I felt suddenly nauseated by the smell of the fire, a tarry chemical smell that burned my nostrils and throat.
“My son’s here, too,” I said, though I doubted the woman even heard me.
“Laurel!” Sara Weston lifted the yellow tape and ducked under it, running up to me. “Why are you here?” she asked.
“Andy’s here. Is Keith?”
She nodded, pressing a trembling hand to her cheek. “I can’t find him,” she said. “Someone said he got burned, but I—”
She stopped speaking as an ominous creaking sound came from the far side of the church—the sort of sound a massive tree makes as it starts to fall. Everyone froze, staring at the church as the rear of the roof collapsed in one long wave, sending smoke and embers into the air.
“Oh my God, Laurel!” Sara pressed her face against my shoulder and I wrapped my arm around her as we were jostled by people trying to get closer to Patty. Parents stepped on our feet, pushing us one way, then another, and Sara and I pushed back as a unit, bullish and driven. I probably knew many of the people I fought out of my way, but in the heat of the moment, we were all simply desperate parents. This is what it was like inside, I thought, panic rising in my throat. All the kids pushing at once to get out of the church.

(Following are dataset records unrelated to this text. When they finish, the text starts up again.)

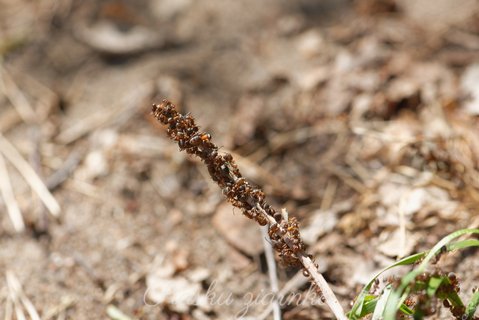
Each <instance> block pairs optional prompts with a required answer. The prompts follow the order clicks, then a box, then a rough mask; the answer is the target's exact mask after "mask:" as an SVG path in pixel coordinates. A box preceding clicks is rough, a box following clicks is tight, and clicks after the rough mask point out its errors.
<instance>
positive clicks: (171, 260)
mask: <svg viewBox="0 0 479 320" xmlns="http://www.w3.org/2000/svg"><path fill="white" fill-rule="evenodd" d="M0 54H1V57H2V60H0V61H1V64H0V66H1V69H0V75H1V77H0V80H1V82H0V132H1V135H0V154H1V155H2V156H0V179H1V181H0V182H1V184H2V186H1V188H2V193H1V197H0V212H1V213H2V215H1V218H0V275H1V277H0V283H1V285H0V306H1V307H0V317H1V318H2V319H22V315H24V317H26V318H27V319H28V318H31V319H38V318H36V317H35V316H36V314H37V315H39V317H40V318H41V319H172V320H173V319H235V318H238V319H239V318H241V317H242V316H243V318H245V317H250V319H272V313H271V310H270V308H271V305H272V303H271V295H270V293H271V289H270V280H269V279H270V278H269V275H268V268H267V264H266V260H265V244H264V241H263V238H264V237H263V236H262V234H261V232H260V229H259V227H258V226H257V225H256V224H255V223H253V222H252V221H250V220H248V219H246V218H245V217H243V216H242V215H241V213H240V212H239V211H238V210H233V208H232V207H231V205H229V204H228V203H226V201H225V199H224V198H223V196H222V194H221V191H220V190H219V188H218V187H217V186H216V185H215V184H214V183H213V182H212V181H211V180H210V179H209V176H208V171H207V170H206V168H205V167H204V166H203V165H202V163H201V162H199V161H198V160H197V159H194V158H192V157H189V156H187V155H186V154H184V153H180V152H179V151H178V146H177V145H175V144H174V143H173V142H172V141H169V140H168V139H167V138H166V134H165V130H164V128H162V127H161V126H160V125H159V124H157V123H156V121H155V120H154V119H152V117H151V115H150V110H151V104H152V103H154V102H156V103H159V102H160V101H161V99H163V98H168V99H169V100H171V101H173V102H174V103H176V104H177V105H178V106H179V107H180V108H181V110H182V112H191V114H192V115H193V116H194V117H195V118H196V120H197V122H198V123H199V124H200V125H201V126H202V128H203V129H204V130H206V131H208V132H210V133H211V134H212V136H213V141H214V142H215V143H217V144H218V145H220V146H222V150H225V151H226V150H228V151H230V152H232V153H233V155H234V157H235V159H236V160H237V162H238V164H239V167H240V169H241V171H242V173H243V175H244V176H245V177H247V178H248V179H250V180H251V181H253V182H254V183H255V184H257V185H259V186H261V187H262V188H263V189H264V190H265V192H266V194H267V199H268V201H270V202H271V203H272V204H274V206H275V207H276V208H282V207H285V208H287V209H288V211H289V212H290V214H291V215H294V216H295V217H297V218H298V219H299V221H300V223H301V232H302V236H303V238H304V240H305V242H306V243H307V245H308V251H309V252H310V253H312V254H313V255H314V256H315V257H316V261H317V262H318V263H319V265H320V270H321V271H322V272H323V274H324V276H325V277H326V279H327V280H328V281H329V282H330V284H331V286H332V288H333V290H334V291H335V293H336V294H337V296H338V298H339V300H340V301H341V303H342V304H343V307H344V308H345V309H348V308H349V307H350V303H351V301H352V300H353V299H354V297H355V296H356V295H357V294H358V293H359V291H360V289H361V288H362V286H363V285H364V284H365V283H366V282H367V281H368V280H369V279H370V278H371V277H372V275H374V274H375V273H376V272H377V271H378V270H380V269H381V268H383V267H385V266H387V265H390V264H392V263H393V262H394V261H395V260H396V259H397V258H398V257H404V256H406V255H409V254H412V253H414V252H419V251H422V250H427V249H428V248H430V247H431V246H432V245H434V244H435V243H436V242H437V241H438V240H439V239H441V238H442V237H443V236H445V235H446V234H448V233H450V232H452V231H454V230H458V229H461V228H478V227H479V216H478V215H477V213H476V211H477V208H478V205H479V189H478V188H479V171H477V170H478V165H479V163H478V160H479V138H478V133H479V127H478V124H479V123H478V120H477V115H479V91H478V90H479V2H478V1H475V0H464V1H462V2H461V5H458V4H457V2H456V1H454V0H440V1H439V0H436V1H434V0H397V1H394V0H361V1H359V0H356V1H353V0H321V1H316V0H298V1H280V0H276V1H274V0H264V1H254V0H242V1H222V0H203V1H192V0H178V1H172V0H171V1H168V0H140V1H121V0H102V1H93V0H85V1H78V0H63V1H54V0H43V1H26V0H20V1H13V0H0ZM12 146H13V148H12ZM17 151H18V152H17ZM19 155H20V159H18V156H19ZM22 159H23V160H22ZM2 160H4V161H2ZM4 162H5V164H4ZM37 176H38V177H40V179H41V180H40V179H37V180H35V177H37ZM40 181H43V183H42V182H40ZM45 187H46V188H45ZM48 190H49V191H50V192H51V194H52V195H53V197H54V198H52V197H50V193H49V191H48ZM57 205H58V206H59V208H58V207H56V206H57ZM7 208H8V210H7ZM267 245H268V244H267V243H266V246H267ZM277 262H278V281H279V288H280V290H283V293H284V294H300V293H301V294H303V296H307V294H308V292H309V291H308V290H309V286H308V284H307V283H306V281H305V278H304V277H303V276H302V274H301V271H300V270H296V269H292V268H284V267H282V266H281V263H280V261H279V260H278V261H277ZM436 267H437V268H440V269H441V270H443V271H446V272H449V271H453V272H455V273H457V274H458V276H459V277H460V279H461V284H462V286H461V289H462V290H461V294H462V295H463V296H464V297H467V296H468V295H470V294H471V289H472V288H473V287H474V286H476V287H477V286H478V282H477V281H478V279H479V253H478V252H477V250H476V251H473V250H472V251H468V250H466V251H461V252H459V253H456V254H451V255H448V256H446V257H443V258H442V259H441V261H440V262H439V263H438V265H437V266H436ZM402 271H404V270H402ZM395 272H396V273H395V274H396V275H398V276H400V275H401V273H400V271H395ZM265 310H266V311H265ZM282 314H283V319H330V318H331V317H332V316H331V313H330V311H329V310H328V309H327V307H326V306H325V305H324V304H322V303H321V302H319V303H318V300H317V299H310V300H308V299H306V298H305V299H303V300H301V301H300V302H298V301H296V302H291V301H290V302H288V303H285V304H284V305H282ZM436 317H437V318H442V319H447V318H449V315H448V314H447V313H441V312H439V313H438V314H437V316H436Z"/></svg>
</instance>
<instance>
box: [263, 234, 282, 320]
mask: <svg viewBox="0 0 479 320" xmlns="http://www.w3.org/2000/svg"><path fill="white" fill-rule="evenodd" d="M261 235H262V236H263V246H264V252H265V255H266V264H267V265H268V275H269V282H270V287H271V292H272V293H273V294H274V297H275V299H274V300H273V301H272V305H273V319H274V320H281V306H280V305H279V302H278V291H279V285H278V275H277V271H276V261H275V260H274V252H273V248H272V247H271V246H270V244H269V242H268V240H267V237H268V228H267V227H261Z"/></svg>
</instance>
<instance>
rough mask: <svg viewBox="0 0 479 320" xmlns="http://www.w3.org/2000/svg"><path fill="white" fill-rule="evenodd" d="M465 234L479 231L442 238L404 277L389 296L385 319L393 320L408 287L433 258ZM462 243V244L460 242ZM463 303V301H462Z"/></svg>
mask: <svg viewBox="0 0 479 320" xmlns="http://www.w3.org/2000/svg"><path fill="white" fill-rule="evenodd" d="M465 234H479V229H462V230H458V231H455V232H453V233H451V234H449V235H447V236H446V237H444V238H442V239H441V240H440V241H439V242H438V243H437V244H436V245H435V246H434V247H433V248H432V249H431V250H430V251H429V252H428V253H427V255H426V256H425V258H424V260H423V261H422V262H421V264H420V265H419V266H418V267H417V268H416V269H414V270H412V271H411V272H409V273H408V274H407V275H405V276H404V277H403V279H402V280H401V284H400V285H399V288H398V289H396V290H394V292H393V293H392V294H391V295H390V296H389V300H388V303H387V307H386V312H385V317H384V319H386V320H389V319H391V320H393V319H394V318H395V316H396V312H397V309H398V308H399V306H400V300H401V296H402V295H403V293H404V291H405V290H406V288H407V287H408V285H409V284H410V283H411V282H413V281H414V279H415V278H416V276H418V275H419V274H420V273H422V272H424V271H425V270H426V267H427V265H428V264H429V262H430V261H431V259H432V258H434V257H435V256H436V255H437V254H438V253H439V252H441V250H442V248H443V247H446V249H448V248H447V245H448V244H449V243H450V242H451V241H452V240H454V239H456V238H458V237H460V236H462V235H465ZM458 243H461V242H458ZM461 303H462V301H461Z"/></svg>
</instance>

“Patty!” I shouted again, but I was only one voice of many. She heard me, though.
“Laurel!” she yelled. “They took Andy to New Hanover.”
“Oh God.”
“Not life threatening,” Patty called. “Asthma. Some burns.”
I let out my breath in a silent prayer. Thank you, thank you, thank you.
“You go.” Sara tried to push me away, but I held fast to her. “Go, honey,” she repeated. “Go see him.”
I longed to run back to my car and drive to the hospital in Wilmington, but I couldn’t leave Sara. “Not until you’ve heard about Keith,” I said.
“Tracy Kelly’s parents here?” Patty called.